Don't treat your website like a commodity
The traditional approach to product development involves coming up with new idea and then driving as many people towards that product as possible, in the hope that some of them will want it. As such we adopt the language of marketing, and talk about marketing funnels and conversion rates.
If our marketing department has done a good job they will have created a campaign that not only generates traffic, but creates a previously unrecognised need. Tired? Need a break? Why not have a KitKat?
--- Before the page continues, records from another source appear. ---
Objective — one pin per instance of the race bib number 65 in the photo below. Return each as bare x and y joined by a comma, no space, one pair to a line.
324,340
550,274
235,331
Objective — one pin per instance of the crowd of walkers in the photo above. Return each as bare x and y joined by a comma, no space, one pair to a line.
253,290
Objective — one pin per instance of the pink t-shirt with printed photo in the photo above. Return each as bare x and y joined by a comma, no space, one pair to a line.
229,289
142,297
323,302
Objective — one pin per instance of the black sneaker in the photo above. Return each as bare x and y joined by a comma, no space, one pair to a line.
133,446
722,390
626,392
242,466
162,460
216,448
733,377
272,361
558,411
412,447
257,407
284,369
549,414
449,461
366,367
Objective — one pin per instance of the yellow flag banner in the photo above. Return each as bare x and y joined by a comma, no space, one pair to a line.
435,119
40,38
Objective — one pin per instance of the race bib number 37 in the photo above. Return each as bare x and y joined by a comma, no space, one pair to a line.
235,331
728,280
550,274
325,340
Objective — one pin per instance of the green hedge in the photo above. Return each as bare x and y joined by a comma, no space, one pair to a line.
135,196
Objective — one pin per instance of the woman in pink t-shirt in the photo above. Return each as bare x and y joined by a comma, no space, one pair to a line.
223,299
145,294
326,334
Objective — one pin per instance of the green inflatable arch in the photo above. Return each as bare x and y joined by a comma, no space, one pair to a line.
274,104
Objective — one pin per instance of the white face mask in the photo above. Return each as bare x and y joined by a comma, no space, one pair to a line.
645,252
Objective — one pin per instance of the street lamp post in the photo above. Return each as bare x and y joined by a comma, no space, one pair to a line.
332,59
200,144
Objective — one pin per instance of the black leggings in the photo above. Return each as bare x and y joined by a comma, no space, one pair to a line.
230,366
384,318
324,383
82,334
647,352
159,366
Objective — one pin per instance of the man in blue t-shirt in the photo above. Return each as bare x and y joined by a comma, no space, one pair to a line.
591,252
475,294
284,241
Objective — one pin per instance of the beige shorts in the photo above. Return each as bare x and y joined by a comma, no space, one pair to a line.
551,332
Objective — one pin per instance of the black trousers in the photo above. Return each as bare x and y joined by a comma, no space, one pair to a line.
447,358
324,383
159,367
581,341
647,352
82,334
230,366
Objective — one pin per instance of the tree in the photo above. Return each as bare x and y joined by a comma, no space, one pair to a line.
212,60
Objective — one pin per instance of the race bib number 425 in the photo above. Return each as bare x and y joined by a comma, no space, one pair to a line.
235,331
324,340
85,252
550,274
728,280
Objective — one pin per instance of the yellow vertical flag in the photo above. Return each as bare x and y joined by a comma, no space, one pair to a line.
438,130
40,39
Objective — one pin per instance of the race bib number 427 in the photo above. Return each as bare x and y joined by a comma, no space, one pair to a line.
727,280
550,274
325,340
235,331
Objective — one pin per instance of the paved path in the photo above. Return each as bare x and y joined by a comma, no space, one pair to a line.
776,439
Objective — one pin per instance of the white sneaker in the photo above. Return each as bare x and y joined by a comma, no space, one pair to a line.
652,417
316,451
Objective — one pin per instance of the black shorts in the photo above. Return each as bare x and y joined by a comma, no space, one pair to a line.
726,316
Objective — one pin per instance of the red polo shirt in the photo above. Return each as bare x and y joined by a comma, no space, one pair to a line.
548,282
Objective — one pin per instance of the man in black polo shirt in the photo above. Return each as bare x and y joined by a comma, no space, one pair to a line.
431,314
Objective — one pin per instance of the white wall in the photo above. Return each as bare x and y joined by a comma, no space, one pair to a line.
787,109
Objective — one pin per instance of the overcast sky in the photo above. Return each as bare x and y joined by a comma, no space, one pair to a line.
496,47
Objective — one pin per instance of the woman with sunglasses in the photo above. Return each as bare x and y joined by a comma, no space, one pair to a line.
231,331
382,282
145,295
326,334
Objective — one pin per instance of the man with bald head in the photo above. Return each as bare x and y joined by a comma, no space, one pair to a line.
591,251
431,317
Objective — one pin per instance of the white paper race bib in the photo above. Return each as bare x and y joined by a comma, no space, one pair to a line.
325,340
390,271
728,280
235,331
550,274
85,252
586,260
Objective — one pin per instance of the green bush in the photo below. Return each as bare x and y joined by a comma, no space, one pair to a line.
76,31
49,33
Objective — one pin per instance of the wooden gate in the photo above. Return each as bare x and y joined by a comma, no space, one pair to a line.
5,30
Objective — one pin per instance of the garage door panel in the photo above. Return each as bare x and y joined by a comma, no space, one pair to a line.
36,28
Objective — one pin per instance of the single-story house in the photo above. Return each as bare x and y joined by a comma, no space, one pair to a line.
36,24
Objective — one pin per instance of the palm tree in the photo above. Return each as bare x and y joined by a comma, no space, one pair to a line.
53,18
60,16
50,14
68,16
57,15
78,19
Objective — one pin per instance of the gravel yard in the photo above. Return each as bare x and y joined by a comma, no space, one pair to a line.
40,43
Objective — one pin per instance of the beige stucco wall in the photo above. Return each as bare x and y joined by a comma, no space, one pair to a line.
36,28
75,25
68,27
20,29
This approach treats every product like a commodity to be bought and sold. However the problem with commodity marketing is the fact that there is very little difference between products. There is so little difference between a Snickers and a Mars bar you can't really compete on features. And because commodities are generally cheap you can't really complete on price or quality either. So instead you create brands, build tribes and keep pumping money into your marketing campaign to ensure that when you're standing at the chocolate counter with your 50p, for some reason your brain says "how about Twix" instead of a hundred other confectionaries. It's not very subtle and is a bit of an arms race, but in the word of commodity marketing it's really all the ammunition you've got.
Sadly most website owners treat their online products in a very similar way. Rather than creating something that users actually want, they'll simply extend another product or service. So just in the same way that Mr Snickers may have looked at Mr Mars and said, let's make something similar, but with nuts, your average web entrepreneur will take an existing product, service or idea and extend it slightly. Even if it's a genuine innovation it's usually the idea that comes first, rather than the need.
Because there is little difference between the majority of online products, product managers resort to old school commodity marketing and focus their attention of driving traffic to their site in the hope that a few people will stick. This is why most big online products seem to focus more of their attention on SEO and marketing than they do on the product itself. After all, in their eyes the site is just another product to be bought and sold. It doesn't really matter if it's actually any good.
To get around this problem, people need to put a lot more thought into projects at their inception. It's easy to fixate on a good idea, but our first ideas aren't always then best. There's nothing to say that there aren't even better ideas out there waiting to be discovered. So rather than jumping in there with the first idea that makes the grade, try to analyse the problem from the users perspective. Does what you're building solve a real or simply an imagined need. Are there more important, yet to be discovered needs that your product or service could solve instead?
Go out there and do some research. Watch people use existing products or services, both online and off. Ask people what they like about the services and what they dislike. Try to find out what frustrates them about the current status quo and use this to look for unmet needs. Rather than creating just another "me too" product, see how your site fits into the bigger ecology. Rather than compete with the market leader, try to compliment their services and fill a gap they're not able to meet. Create prototypes and test them on real users. However don't just do this to see if the site is usable, do it to see if the site meets users needs and be willing to ditch the prototype or even the project if it fails to test well.
I think one of the reasons most online products fail is through a lack of research, planning and customer empathy. We put all our eggs in one basket, without knowing if it's the right basket or not. We end up committing to one course of action far too early in the process, so by the time the signals start coming in it's too late to alter course. We have this fear that the time we spend on planning is wasted as it could be spent on production instead. However research and planning can not only help you avoid costly mistakes later on in the process, it can ultimately help you build better, more fulfilling products. Products that solve real world problems and make you more money in the process.